Since the beginning of the AIDS epidemic, mucocutaneous candidiasis has been the most common opportunistic disorder associated with HIV infection. Oral and esophageal candidiasis remains a significant problem among HIV-infected individuals, even in the era of effective antiretroviral therapy, particularly at advanced stages of immune deficiency. As a result of the widespread use of oral azole compounds, increasing rates of resistance to fluconazole and itraconazole have been observed among Candida albicans isolates [1–3]. Amphotericin B given as an oral suspension has yielded disappointing results [4], and long-term systemic therapy with this potent agent is associated with a high incidence of renal side-effects as well as the hazards of chronic indwelling intravenous catheters. For these reasons, an increasing number of individuals are reaching the end of acceptable, proven options for oral and esophageal candidiasis, a disorder that can have a dramatic impact on nutrition, adherence to medication regimens and quality of life.
Salivary flow and composition plays an important role in local defense of the mucous membranes of the mouth against Candida[5]. Lactoferrin, an iron-binding protein normally present in human saliva, can be deficient in HIV-infected individuals, especially those with significant oral candidiasis [6]. Bovine lactoferrin, which exerts its antimicrobial effect by depriving organisms of iron, has been shown to be fungicidal to C. albicans and Candida krusei in vitro[7] and to inhibit hyphal growth in various candidal species [8], including azole-resistant strains of C. albicans[9], and may act synergistically with azole compounds [10] and enhance the fungistatic effect of neutrophils [11]. Lysozyme, another constituent of saliva, also inhibits a variety of Candida species [12] and may also act synergistically with certain azole antifungal drugs [13]. For these reasons, a commercial mouthwash containing bovine lactoferrin as well as lysozyme was felt to represent a potential therapeutic option for a female patient with advanced HIV infection, suffering from extensive oral candidiasis despite prolonged systemic therapy with amphotericin B and azole compounds.

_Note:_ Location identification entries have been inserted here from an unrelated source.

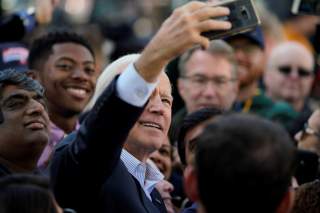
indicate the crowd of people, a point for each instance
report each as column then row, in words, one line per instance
column 79, row 137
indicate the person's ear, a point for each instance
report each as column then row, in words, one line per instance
column 181, row 87
column 32, row 74
column 191, row 183
column 287, row 202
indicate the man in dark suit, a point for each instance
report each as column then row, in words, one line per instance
column 135, row 111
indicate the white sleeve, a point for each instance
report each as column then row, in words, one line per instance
column 132, row 88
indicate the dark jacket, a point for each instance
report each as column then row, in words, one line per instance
column 86, row 171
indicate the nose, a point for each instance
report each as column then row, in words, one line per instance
column 79, row 74
column 294, row 74
column 155, row 104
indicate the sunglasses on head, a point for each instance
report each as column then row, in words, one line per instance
column 302, row 72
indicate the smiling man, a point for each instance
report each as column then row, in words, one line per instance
column 134, row 112
column 64, row 63
column 24, row 122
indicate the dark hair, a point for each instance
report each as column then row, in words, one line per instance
column 13, row 77
column 191, row 121
column 307, row 198
column 41, row 48
column 23, row 193
column 244, row 164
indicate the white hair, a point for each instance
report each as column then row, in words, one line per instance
column 108, row 74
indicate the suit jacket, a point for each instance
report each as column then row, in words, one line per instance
column 86, row 171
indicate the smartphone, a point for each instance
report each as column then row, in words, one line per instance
column 308, row 7
column 243, row 17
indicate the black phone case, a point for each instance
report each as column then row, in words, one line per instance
column 243, row 17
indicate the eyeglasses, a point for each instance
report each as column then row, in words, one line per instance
column 200, row 81
column 302, row 72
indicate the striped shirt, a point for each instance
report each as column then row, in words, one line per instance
column 146, row 174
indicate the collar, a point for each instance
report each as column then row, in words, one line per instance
column 57, row 134
column 145, row 173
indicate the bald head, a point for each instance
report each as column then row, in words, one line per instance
column 289, row 74
column 291, row 52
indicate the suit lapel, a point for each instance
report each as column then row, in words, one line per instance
column 148, row 205
column 157, row 201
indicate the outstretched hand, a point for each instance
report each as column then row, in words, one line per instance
column 181, row 31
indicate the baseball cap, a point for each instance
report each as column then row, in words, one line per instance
column 13, row 55
column 255, row 36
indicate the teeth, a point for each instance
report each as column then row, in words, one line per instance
column 76, row 91
column 151, row 125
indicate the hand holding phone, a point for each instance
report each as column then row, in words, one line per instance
column 243, row 17
column 308, row 7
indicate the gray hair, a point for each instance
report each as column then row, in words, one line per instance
column 216, row 47
column 108, row 74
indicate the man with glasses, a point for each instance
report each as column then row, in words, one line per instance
column 289, row 75
column 250, row 55
column 207, row 78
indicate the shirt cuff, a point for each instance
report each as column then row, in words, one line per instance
column 132, row 88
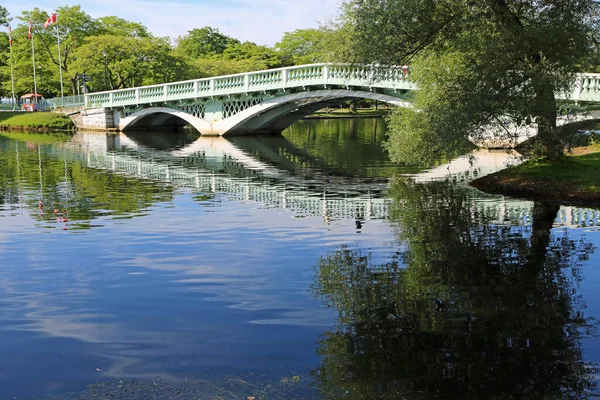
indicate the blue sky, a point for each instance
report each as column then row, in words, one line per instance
column 259, row 21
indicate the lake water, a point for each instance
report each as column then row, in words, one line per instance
column 301, row 266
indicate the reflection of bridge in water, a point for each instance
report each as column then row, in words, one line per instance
column 218, row 167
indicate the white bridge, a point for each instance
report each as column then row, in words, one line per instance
column 261, row 101
column 243, row 178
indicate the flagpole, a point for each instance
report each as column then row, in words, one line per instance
column 33, row 58
column 62, row 94
column 12, row 71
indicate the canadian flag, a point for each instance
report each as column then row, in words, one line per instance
column 50, row 21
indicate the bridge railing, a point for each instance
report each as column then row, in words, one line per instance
column 275, row 79
column 586, row 88
column 67, row 101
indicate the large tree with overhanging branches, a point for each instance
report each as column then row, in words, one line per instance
column 478, row 63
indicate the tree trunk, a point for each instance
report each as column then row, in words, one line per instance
column 545, row 111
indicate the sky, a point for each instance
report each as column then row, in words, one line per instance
column 259, row 21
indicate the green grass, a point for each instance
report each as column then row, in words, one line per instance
column 582, row 172
column 35, row 120
column 36, row 138
column 573, row 180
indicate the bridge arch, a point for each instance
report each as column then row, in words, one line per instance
column 276, row 114
column 157, row 115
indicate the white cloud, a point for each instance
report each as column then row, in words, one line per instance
column 259, row 21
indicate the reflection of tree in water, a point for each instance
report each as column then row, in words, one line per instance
column 47, row 181
column 467, row 309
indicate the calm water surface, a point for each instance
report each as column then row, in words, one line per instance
column 301, row 266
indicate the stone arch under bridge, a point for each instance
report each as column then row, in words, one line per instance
column 268, row 114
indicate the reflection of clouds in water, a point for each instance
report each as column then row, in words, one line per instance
column 238, row 260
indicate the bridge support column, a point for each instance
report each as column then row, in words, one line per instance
column 98, row 118
column 213, row 111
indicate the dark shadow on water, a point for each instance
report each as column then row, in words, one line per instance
column 164, row 140
column 467, row 308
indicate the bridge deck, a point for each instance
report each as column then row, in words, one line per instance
column 302, row 77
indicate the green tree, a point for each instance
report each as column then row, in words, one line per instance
column 4, row 16
column 261, row 55
column 73, row 26
column 116, row 62
column 116, row 26
column 477, row 64
column 302, row 46
column 202, row 42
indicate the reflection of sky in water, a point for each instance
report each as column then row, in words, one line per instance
column 192, row 285
column 186, row 287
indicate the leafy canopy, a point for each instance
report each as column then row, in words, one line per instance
column 478, row 64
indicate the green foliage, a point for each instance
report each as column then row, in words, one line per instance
column 4, row 16
column 116, row 62
column 206, row 67
column 116, row 26
column 202, row 42
column 302, row 46
column 35, row 120
column 571, row 175
column 252, row 52
column 483, row 68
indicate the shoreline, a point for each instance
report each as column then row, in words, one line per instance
column 572, row 181
column 37, row 122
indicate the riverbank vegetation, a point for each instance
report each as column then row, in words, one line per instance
column 35, row 121
column 574, row 179
column 112, row 53
column 483, row 68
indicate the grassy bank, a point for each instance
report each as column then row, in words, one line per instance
column 574, row 180
column 35, row 121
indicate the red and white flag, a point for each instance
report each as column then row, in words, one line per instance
column 50, row 21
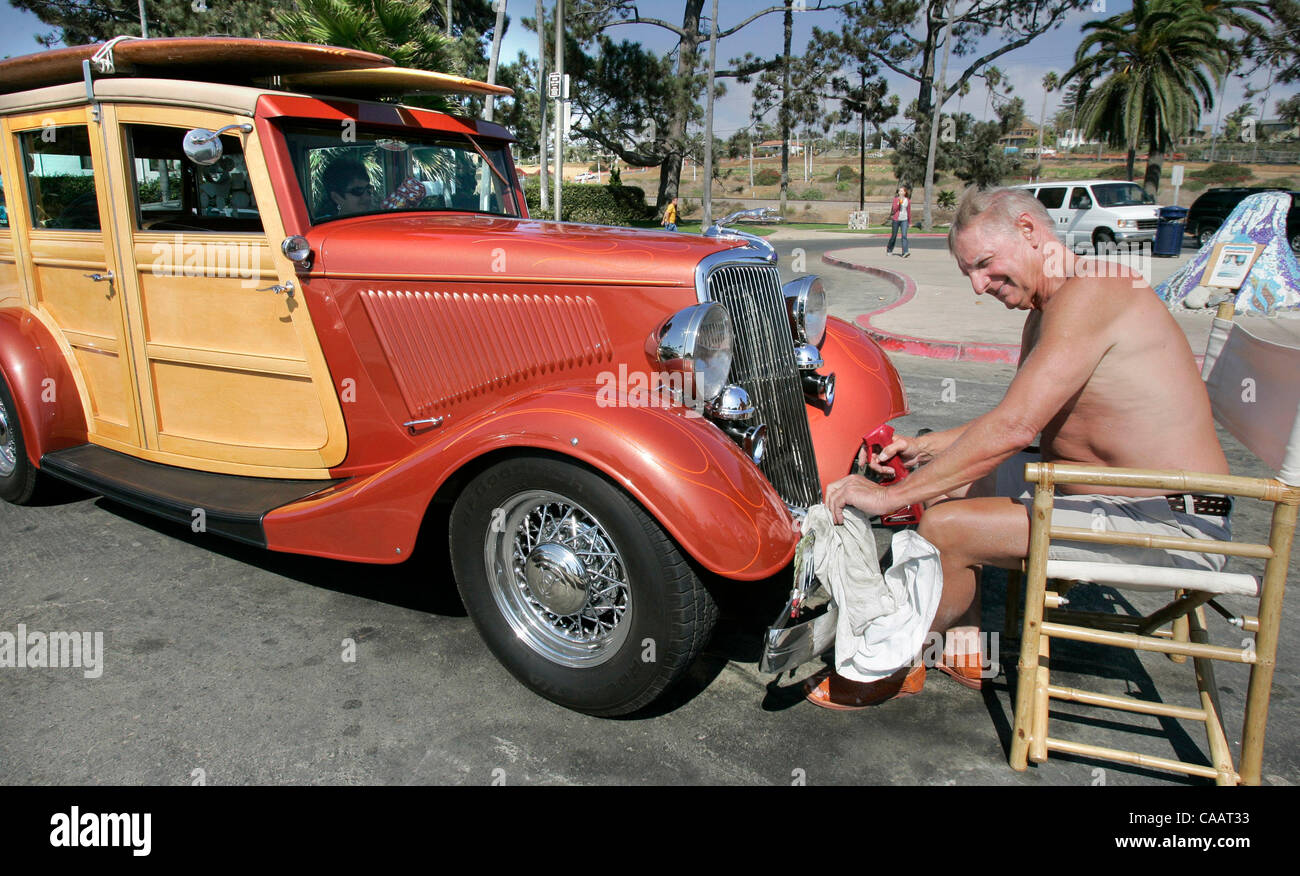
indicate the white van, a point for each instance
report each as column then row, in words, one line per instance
column 1097, row 212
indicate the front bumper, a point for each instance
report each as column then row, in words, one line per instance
column 789, row 645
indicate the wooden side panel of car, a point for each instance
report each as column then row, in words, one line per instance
column 232, row 378
column 681, row 469
column 55, row 263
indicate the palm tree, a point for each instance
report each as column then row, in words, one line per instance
column 1158, row 65
column 1049, row 85
column 992, row 79
column 401, row 30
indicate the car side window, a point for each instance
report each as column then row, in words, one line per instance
column 173, row 194
column 60, row 178
column 1052, row 198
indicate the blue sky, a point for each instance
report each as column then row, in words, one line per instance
column 1026, row 66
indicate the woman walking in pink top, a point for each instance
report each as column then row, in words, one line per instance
column 900, row 216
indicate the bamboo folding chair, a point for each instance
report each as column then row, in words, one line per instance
column 1255, row 391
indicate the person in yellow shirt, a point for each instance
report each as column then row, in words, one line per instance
column 670, row 216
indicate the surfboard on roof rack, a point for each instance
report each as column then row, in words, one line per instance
column 391, row 81
column 213, row 59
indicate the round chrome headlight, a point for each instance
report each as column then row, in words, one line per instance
column 697, row 343
column 805, row 303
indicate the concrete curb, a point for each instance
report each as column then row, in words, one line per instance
column 930, row 347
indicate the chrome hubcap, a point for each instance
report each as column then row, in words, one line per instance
column 558, row 579
column 8, row 446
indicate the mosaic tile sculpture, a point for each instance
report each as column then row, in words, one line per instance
column 1273, row 285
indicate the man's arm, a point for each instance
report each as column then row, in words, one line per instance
column 1075, row 334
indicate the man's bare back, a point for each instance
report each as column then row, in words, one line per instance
column 1105, row 377
column 1144, row 404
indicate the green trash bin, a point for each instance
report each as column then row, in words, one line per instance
column 1169, row 231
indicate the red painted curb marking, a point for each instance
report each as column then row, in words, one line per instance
column 928, row 347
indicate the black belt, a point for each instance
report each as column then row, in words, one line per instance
column 1214, row 506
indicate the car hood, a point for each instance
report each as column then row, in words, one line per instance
column 495, row 248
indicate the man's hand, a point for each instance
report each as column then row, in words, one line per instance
column 908, row 450
column 870, row 498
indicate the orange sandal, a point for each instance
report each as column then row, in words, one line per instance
column 831, row 690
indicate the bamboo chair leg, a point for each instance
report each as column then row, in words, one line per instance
column 1221, row 754
column 1041, row 702
column 1181, row 631
column 1266, row 642
column 1031, row 629
column 1013, row 602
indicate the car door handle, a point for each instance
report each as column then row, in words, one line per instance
column 104, row 277
column 286, row 289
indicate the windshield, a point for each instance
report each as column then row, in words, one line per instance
column 362, row 172
column 1121, row 194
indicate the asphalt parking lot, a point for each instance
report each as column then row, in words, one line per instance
column 226, row 664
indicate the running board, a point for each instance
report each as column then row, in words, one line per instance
column 232, row 506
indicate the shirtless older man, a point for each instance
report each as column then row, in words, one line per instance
column 1105, row 376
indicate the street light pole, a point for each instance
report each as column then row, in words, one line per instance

A 36-year-old Caucasian woman diagnosed with HIV infection in 1990 first presented with oral candidiasis in 1995 for which she was treated with oral fluconazole. After approximately 2 years of intermittent therapy, the patient developed progressive, severe oral candidiasis that no longer responded to fluconazole even at high oral doses administered daily. Oral itraconazole and oral amphotericin B suspension were also ineffective at controlling the infection. Intravenous amphotericin B three times a week was instituted in August 1997 and resulted in a nearly complete response that lasted until November 1999, when progressive oral and esophageal candidiasis recurred and did not respond to daily amphotericin B. This therapy was discontinued in December 1999 because of its ineffectiveness and severe renal tubular acidosis, and oral itraconazole was reinstituted at a dose of 200 mg twice a day. Oral and esophageal candidiasis became increasingly more severe and the patient became progressively anorectic with nausea and frequent daily vomiting. Daily granulocyte stimulating factor was administered and the thrush improved for several weeks, but eventually progressed and the therapy was discontinued. Over the following 4 months, the patient's weight decreased from 90 to 73 lb. On 1 May 2000, with extensive oral candidiasis involving the palate, buccal mucosa, tongue and upper and lower gingival surfaces, she began therapy with lactoferrin- and lysozyme-containing mouthwash. She was instructed to swish and gargle without swallowing for 30 s twice after each meal and continued itraconazole. After 10 days of this therapy, her appetite improved dramatically and her weight increased from 73 to 80 lb. After an additional 21 days, the oral candidiasis had resolved completely, as had the anorexia, nausea and vomiting.
The prompt, complete resolution of severe oral candidiasis after 5 years of incomplete response to fluconazole, itraconazole, topical and systemic amphotericin B and granulocyte colony-stimulating factor was temporally associated with the institution of therapy with lactoferrin- and lysozyme-containing mouthwash and the continuation of itraconazole. No improvement in viral load or immune function had preceded or coincided with the resolution of candidiasis. Between 1996 and 2000, the patient had received a variety of combination antiretroviral regimens, all with incomplete viral suppression, the viral load never falling below 32 000 copies/mm3. The CD4 lymphocyte count did not rise above 10/mm3 after 1997. The rapidity of response of her candidal infection suggests a direct effect of the mouthwash on the organism. The commercial mouthwash used, Biotene (Laclede Inc., Rancho Dominguez, California) contains lysozyme and bovine lactoferrin. It is unknown what the relative contribution of these proteins was to the therapeutic effect seen in this patient. This case suggests that lactoferrin- or lysozyme-containing compounds may represent an alternative or adjunct to systemic antifungal agents in the therapy of oral candidiasis in HIV-infected patients.